Dabei hätte Italien – rein fiskalisch betrachtet – jetzt durchaus einigen Spielraum. Dabei ist nicht nur die gesunkene Neuverschuldung von unter 3% des BIP massgeblich. Von der Finanzpresse kaum beachtet, aber entscheidend ist der Fakt, dass der Anteil der italienischen Gläubiger an der römischen Staatsschuld rasant wächst, und der der Ausländer fällt. Dies ist mehr als alles andere eine wichtige Stellschraube für die Renditen von Government Bonds. Die steigenden BTPs spiegeln dies wider.
Italien braucht also keine „europäische“ Wachstumspolitik. Durch Reformen könnte es allein beträchtliche Wachstumskräfte freisetzen. Und wenn es dann die Wirtschaft durch Stimuli zusätzlich ankurbeln will, Kapital wäre da.

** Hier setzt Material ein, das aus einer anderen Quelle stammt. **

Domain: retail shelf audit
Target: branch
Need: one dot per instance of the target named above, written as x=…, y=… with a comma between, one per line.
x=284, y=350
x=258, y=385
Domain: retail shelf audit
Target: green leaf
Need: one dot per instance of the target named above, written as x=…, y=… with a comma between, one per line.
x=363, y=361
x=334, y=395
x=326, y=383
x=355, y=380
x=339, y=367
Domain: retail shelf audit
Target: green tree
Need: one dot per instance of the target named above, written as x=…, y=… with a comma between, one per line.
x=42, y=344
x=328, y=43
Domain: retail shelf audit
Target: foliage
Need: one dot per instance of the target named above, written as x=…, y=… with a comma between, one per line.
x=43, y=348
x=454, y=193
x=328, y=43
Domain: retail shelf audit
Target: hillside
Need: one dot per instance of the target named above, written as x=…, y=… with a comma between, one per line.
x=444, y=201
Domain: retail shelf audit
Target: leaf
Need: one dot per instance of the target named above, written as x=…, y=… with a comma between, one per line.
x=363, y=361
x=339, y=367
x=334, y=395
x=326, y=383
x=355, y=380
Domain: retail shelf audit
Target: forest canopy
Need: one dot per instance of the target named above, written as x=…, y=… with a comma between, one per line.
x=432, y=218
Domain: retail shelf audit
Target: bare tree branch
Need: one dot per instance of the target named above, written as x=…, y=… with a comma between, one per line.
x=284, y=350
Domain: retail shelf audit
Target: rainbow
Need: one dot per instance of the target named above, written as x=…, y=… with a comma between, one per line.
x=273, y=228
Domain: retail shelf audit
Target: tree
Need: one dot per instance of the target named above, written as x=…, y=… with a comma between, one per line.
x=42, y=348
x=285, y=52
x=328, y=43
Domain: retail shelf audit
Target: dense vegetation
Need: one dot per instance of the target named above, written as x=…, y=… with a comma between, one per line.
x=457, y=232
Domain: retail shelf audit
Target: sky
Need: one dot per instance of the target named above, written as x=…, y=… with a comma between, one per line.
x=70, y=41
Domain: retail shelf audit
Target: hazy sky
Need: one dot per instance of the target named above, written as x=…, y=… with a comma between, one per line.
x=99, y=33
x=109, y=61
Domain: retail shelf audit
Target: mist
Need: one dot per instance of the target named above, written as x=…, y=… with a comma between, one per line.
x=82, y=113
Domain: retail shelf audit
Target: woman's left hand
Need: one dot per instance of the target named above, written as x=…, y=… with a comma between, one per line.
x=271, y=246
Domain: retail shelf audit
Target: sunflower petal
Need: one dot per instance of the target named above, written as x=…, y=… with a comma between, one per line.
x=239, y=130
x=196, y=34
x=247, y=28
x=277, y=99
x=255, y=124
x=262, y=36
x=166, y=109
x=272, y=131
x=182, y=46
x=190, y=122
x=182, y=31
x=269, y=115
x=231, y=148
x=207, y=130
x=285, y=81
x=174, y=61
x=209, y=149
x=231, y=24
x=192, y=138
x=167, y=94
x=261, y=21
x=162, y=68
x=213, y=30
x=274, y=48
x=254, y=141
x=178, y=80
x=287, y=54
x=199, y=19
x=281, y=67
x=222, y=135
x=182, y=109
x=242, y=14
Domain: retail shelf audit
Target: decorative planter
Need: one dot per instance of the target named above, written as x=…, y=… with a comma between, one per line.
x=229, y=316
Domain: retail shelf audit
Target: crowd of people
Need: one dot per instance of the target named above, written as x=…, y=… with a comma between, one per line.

Es könnte auch ganz einfach durch gute, alte, traditionelle linke Umverteilungspolitik gewonnen werden.
Indem man die eigenen Reichen dazu bringt, mehr und vor allem zuverlässig Steuern zu bezahlen. Denn die Steuer- und Abgabenlast in Italien ist nur um Haaresbreite höher als die Deutschlands und weit unter der von Staaten wie Belgien, Frankreich, Österreich, Dänemark oder Schweden.
In erster Linie ist also Rom selbst in der Pflicht, dann erst Europa.